Somehow, he knew she wasn’t.

Chapter 11

Viking

Minty

Neither Minty nor Junie had ever seen Willa beaten up by May like she was this year. Every year they stood witness, heartbroken, as she struggled through, but this year was by far the worst they’d seen.

It made sense.

Mara, Willa’s foundation, was shaken. With Mara in crisis, it made sense that Willa was as well, but the timing could not have been worse.

On top of that, the ‘Happily Ever After’ that she swore she didn’t want, was staring her right in the face and she continued to deny herself that joy. Because she didn’t feel she deserved it. Because of what happened in May, eons ago, when she was practically a baby herself.

Minty and Junie had been careful over the past two weeks to be sure one of them was always with her when she was at home. That day Junie had client meetings so Minty took the day shift. She went early and settled in on Willa’s couch with her sketchbook to make sure she was there when Willa got home from the shelter. Junie would take the night shift on that day as usual, the worst of all the days.

Minty heard the handle of the front door twist and set her sketchbook aside.

Willa shuffled into the apartment, several hours before she was due. She looked up at Minty and smiled for half a second before the effort became too much and she crumpled, gasping, to the floor.

Minty reached her and rested her cool hand on Willa’s back, and lowered herself to the floor beside her, tears that mirrored Willa’s streaming down her own face.

“It’s a terrible thing, beautiful girl, you have the right to cry.”

Willa’s mouth worked to form inaudible words, finally expelling words stuttered by a broken heart, “It’s b-b-been … so … l-ong.”

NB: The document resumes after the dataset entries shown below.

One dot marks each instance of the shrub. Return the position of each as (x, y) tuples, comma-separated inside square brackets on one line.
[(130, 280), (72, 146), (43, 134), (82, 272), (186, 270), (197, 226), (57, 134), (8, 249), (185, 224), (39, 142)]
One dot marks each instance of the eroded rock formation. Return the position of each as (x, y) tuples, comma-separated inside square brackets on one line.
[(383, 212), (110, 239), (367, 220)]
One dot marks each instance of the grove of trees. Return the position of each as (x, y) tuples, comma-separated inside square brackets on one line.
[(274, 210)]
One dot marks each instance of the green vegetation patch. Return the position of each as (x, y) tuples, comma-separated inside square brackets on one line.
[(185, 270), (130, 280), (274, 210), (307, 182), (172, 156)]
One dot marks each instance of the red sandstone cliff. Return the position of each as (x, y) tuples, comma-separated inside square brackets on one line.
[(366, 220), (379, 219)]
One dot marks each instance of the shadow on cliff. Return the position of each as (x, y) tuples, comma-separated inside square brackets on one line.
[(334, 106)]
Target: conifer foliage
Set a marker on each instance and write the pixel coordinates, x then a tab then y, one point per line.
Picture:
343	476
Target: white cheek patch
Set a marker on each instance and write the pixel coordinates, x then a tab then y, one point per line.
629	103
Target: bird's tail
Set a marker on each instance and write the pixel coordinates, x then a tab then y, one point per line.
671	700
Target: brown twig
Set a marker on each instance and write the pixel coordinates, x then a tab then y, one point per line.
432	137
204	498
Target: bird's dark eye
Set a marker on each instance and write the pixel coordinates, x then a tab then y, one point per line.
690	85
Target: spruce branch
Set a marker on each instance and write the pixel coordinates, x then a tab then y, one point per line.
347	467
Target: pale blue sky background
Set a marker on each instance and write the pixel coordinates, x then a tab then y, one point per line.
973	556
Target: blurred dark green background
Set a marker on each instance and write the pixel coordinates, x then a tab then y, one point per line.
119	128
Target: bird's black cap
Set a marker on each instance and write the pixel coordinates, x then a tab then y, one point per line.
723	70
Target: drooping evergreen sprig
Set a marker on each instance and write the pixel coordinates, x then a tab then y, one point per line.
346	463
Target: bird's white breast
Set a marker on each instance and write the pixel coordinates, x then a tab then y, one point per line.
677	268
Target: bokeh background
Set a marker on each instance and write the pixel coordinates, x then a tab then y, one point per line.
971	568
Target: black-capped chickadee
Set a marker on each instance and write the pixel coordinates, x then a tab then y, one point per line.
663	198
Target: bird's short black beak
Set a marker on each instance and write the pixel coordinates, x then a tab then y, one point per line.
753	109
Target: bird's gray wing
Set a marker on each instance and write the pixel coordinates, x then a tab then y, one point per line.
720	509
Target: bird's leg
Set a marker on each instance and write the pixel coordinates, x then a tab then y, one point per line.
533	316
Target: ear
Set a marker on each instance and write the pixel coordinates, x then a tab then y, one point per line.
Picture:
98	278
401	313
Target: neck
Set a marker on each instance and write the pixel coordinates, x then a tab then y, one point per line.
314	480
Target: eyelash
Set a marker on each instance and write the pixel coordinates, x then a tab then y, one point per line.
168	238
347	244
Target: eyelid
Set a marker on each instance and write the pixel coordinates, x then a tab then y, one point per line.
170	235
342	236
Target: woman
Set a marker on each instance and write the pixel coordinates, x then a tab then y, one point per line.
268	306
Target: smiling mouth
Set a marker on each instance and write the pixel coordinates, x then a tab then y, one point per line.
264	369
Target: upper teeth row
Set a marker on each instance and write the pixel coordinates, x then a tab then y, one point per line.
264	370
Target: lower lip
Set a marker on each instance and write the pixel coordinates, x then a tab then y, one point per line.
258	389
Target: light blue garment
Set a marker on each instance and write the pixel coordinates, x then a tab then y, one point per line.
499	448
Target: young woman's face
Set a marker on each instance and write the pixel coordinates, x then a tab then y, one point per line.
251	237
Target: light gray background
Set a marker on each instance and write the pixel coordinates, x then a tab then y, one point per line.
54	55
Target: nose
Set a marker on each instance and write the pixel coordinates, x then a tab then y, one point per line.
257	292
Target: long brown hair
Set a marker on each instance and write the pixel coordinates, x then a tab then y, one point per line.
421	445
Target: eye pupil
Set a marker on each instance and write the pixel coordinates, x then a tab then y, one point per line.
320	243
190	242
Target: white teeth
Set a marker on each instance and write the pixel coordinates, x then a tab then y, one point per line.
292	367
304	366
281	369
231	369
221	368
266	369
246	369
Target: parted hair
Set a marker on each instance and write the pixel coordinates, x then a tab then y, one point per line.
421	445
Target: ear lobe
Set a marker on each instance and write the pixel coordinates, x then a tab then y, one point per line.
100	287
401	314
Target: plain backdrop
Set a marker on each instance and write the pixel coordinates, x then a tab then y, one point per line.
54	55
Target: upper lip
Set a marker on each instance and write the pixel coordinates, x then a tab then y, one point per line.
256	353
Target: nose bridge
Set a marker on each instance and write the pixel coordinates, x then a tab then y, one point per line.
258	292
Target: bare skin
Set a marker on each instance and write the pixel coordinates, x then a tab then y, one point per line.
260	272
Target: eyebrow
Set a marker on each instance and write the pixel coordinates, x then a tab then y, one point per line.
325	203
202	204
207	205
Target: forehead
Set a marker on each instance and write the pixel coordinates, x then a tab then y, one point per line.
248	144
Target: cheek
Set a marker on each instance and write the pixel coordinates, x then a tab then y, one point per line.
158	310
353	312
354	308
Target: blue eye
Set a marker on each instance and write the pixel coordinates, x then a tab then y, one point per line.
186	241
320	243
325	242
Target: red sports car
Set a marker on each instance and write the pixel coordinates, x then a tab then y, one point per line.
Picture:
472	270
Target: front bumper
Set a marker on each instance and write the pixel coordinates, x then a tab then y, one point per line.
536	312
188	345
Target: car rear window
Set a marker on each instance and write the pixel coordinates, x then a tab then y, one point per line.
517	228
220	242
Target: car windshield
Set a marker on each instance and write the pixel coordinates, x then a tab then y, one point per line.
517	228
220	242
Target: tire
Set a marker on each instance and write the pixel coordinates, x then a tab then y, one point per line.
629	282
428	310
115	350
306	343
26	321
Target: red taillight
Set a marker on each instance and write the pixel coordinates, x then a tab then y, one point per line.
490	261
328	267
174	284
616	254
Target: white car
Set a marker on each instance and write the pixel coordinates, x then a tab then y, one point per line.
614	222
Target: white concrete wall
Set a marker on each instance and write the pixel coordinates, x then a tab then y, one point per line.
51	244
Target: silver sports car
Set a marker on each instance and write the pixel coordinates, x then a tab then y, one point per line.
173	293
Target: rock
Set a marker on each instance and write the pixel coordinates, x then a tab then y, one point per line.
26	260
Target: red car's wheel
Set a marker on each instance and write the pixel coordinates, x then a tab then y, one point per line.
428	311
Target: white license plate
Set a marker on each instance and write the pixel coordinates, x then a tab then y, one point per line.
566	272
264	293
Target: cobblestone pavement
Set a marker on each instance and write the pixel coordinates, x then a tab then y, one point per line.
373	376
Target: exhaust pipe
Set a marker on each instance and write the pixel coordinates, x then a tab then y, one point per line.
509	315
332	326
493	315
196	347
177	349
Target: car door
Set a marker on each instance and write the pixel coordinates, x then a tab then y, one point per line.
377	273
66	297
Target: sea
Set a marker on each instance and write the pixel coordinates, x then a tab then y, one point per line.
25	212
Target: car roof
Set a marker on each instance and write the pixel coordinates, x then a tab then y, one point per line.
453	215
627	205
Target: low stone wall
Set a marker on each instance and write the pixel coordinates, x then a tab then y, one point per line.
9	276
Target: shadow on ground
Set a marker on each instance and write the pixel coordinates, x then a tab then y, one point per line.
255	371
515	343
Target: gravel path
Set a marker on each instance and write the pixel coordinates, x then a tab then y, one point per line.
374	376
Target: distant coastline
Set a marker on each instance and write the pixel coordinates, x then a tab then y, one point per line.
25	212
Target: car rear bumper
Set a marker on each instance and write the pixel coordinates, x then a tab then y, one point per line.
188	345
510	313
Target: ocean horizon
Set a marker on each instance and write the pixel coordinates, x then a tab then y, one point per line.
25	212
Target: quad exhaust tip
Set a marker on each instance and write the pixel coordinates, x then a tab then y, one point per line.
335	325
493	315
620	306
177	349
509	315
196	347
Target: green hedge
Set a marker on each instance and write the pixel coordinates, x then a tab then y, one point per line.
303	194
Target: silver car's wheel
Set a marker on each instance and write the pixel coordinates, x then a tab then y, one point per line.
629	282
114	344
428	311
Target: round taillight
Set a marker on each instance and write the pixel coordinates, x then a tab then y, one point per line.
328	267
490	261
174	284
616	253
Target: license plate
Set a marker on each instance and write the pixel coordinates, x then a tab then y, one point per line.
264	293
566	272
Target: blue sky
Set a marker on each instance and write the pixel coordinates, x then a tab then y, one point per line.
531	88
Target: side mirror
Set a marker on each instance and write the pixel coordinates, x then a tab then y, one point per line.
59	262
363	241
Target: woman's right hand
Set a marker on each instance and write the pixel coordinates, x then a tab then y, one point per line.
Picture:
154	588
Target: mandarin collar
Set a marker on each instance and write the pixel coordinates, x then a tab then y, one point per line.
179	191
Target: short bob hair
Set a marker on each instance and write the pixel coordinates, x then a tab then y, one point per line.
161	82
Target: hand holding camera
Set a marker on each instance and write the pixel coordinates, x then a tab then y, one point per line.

Minty nodded, spoke softly but frankly, “It has, but it doesn’t make the loss mean any less. It’s okay to hurt.”

Willa shook her head.

“I c-can’t stand it,” she whispered, “I can’t stand the p-pain.”

“It’s not withstandable, darling, it’s just not.” Minty sniffed and gathered Willa in her arms. “You’re not standing it just fine.”

The sounds coming from Willa’s throat as she cried would break even the hardest of hearts. Minty held her through it, rocking her, smoothing her cool hands down Willa’s back as it heaved with her grief. Finally, the tears all but wrung out of her, she calmed enough to be moved.

“Come,” Minty tugged her hand, “let’s move to the couch. Your thirty-two

year old bones can handle this hard floor, my forty-four-year-old bones are bitching at me something fierce.”

Willa barked out a short laugh at the absurdity of Minty cursing and allowed her to lead them to the couch.

Willa pulled up the tail of her tee and wiped her face.

“I’m acting like a baby.”

“You are a baby.” Minty settled her on the couch.